Дали и вправду пишет очень много. И не только полюбившиеся с детства родные морские пейзажи, но и портреты отца, матери, сестры, которая позировала брату несчетное количество раз, и только ее портретов сохранилось больше дюжины, а также своей тетушки Каталины и няни Лусии. «Портрет Лусии», написанный в возрасте четырнадцати лет, удивляет зрелым мастерством, психологически верно передает юный художник незлобивый характер пожилой женщины и воспевает ее старческую красоту.
«Не знаю ничего прекраснее, — откровенничает Дали в «Тайной жизни», — чем восхитительно морщинистые лица моей кормилицы Лусии и бабушки, двух чистеньких белоголовых старушек… Старость изначально пробуждала во мне благоговение… Как страстно хотелось мне постареть — сразу, в мгновенье ока! А Фауст? Жалкое существо! Ему открылась высшая мудрость, а он продал душу за юношеский румянец и младое невежество».
К шестнадцати годам молодой живописец создает уже внушительную коллекцию холстов, написанных в импрессионистской манере. Пастозный мазок, чувствуется фактура, композиции точны и безупречны, цветовая гармония, какой позавидовал бы и Клод Моне, при этом свет живет на его ранних холстах так естественно, как будто перед зрителем и не картина вовсе, а живой пейзаж в окне.
Особенно поражает светозарностью его автопортрет с рафаэлевской шеей, написанный в 1921 году, как и многие пейзажи, в том числе и работа «Моя лодка», прекрасно скомпонованная, полная активной жизни, движения; пластичные формы лодки, паруса и вздувшейся от ветра светлой рубахи гребца монументальны и налиты эпической силой.

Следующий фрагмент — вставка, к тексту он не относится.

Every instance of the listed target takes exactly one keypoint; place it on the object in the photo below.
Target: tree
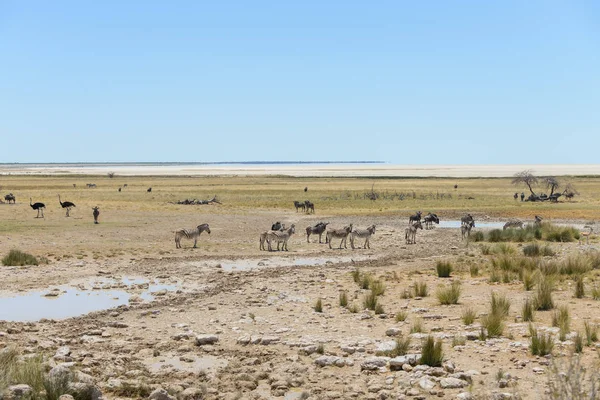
(525, 177)
(551, 183)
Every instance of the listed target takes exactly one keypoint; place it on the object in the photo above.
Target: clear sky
(410, 82)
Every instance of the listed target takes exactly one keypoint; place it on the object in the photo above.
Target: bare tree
(551, 183)
(525, 177)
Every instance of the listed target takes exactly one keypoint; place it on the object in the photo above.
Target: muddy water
(66, 301)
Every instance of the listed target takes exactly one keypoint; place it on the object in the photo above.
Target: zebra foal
(190, 234)
(340, 234)
(363, 234)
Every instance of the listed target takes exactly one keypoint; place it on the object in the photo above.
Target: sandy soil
(310, 170)
(262, 338)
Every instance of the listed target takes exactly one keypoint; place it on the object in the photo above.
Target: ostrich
(38, 207)
(66, 204)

Импрессионизм в то время был для юного Сальвадора единственным образцом для подражания, эталоном. Он грезил светом и цветом, наслаждался их взаимообогащающей игрой в бухтах Кадакеса, где скалы отражаются в воде цветной и трепетно-подвижной «импрессионистической» рябью, его «пьянят эти синие тени и закатные отсветы», и он с фанатичным воодушевлением переносит на холст свои восторженные впечатления. Ведь импрессионизм — это впечатление! Еще больше утвердился юный Дали в своей привязанности к этому течению, когда побывал в 1920 году в Барселоне и увидел во Дворце изящных искусств работы Хоакима Мира, принадлежавшего, как и Рамон Пичот, к группе испанских импрессионистов, которых прозвали «шафрановыми» по их пристрастию к золотисто-охристой палитре. Пейзажи Мира восхитили Дали безмерно, он увидел тогда в этом художнике «гения цвета и света». Что, помимо живописи, интересует Сальвадора? Что несет ему вдохновение, кроме природы Кадакеса, где каждый вздох моря, всякий блик на воде закатного луча приводят его в трепет и душевное ликование?
Конечно же, книги. По альбомам серии «Гованс», купленным отцом, он изучает творчество старых мастеров по черно-белым репродукциям. Великие художники прошлого вызывают у него экстатическое преклонение. Он даже пытается в пятнадцатилетнем возрасте писать небольшие статейки о Веласкесе, Гойе, Эль Греко, Микеланджело, Дюрере и Леонардо да Винчи для журнальчика «Студиум», издаваемого в Фигерасе юным Дали вместе со своими друзьями. Мы не будем давать оценок первым литературным опытам художника, помещенным его сестрой Аной Марией в книге своих воспоминаний, к великому неудовольствию ее брата, но отметим, что Веласкес даже в черно-белом изображении произвел на него очень сильное впечатление, он восхищается шедеврами мастера «Менины» и «Пряхи», отмечает их высокое живописное мастерство.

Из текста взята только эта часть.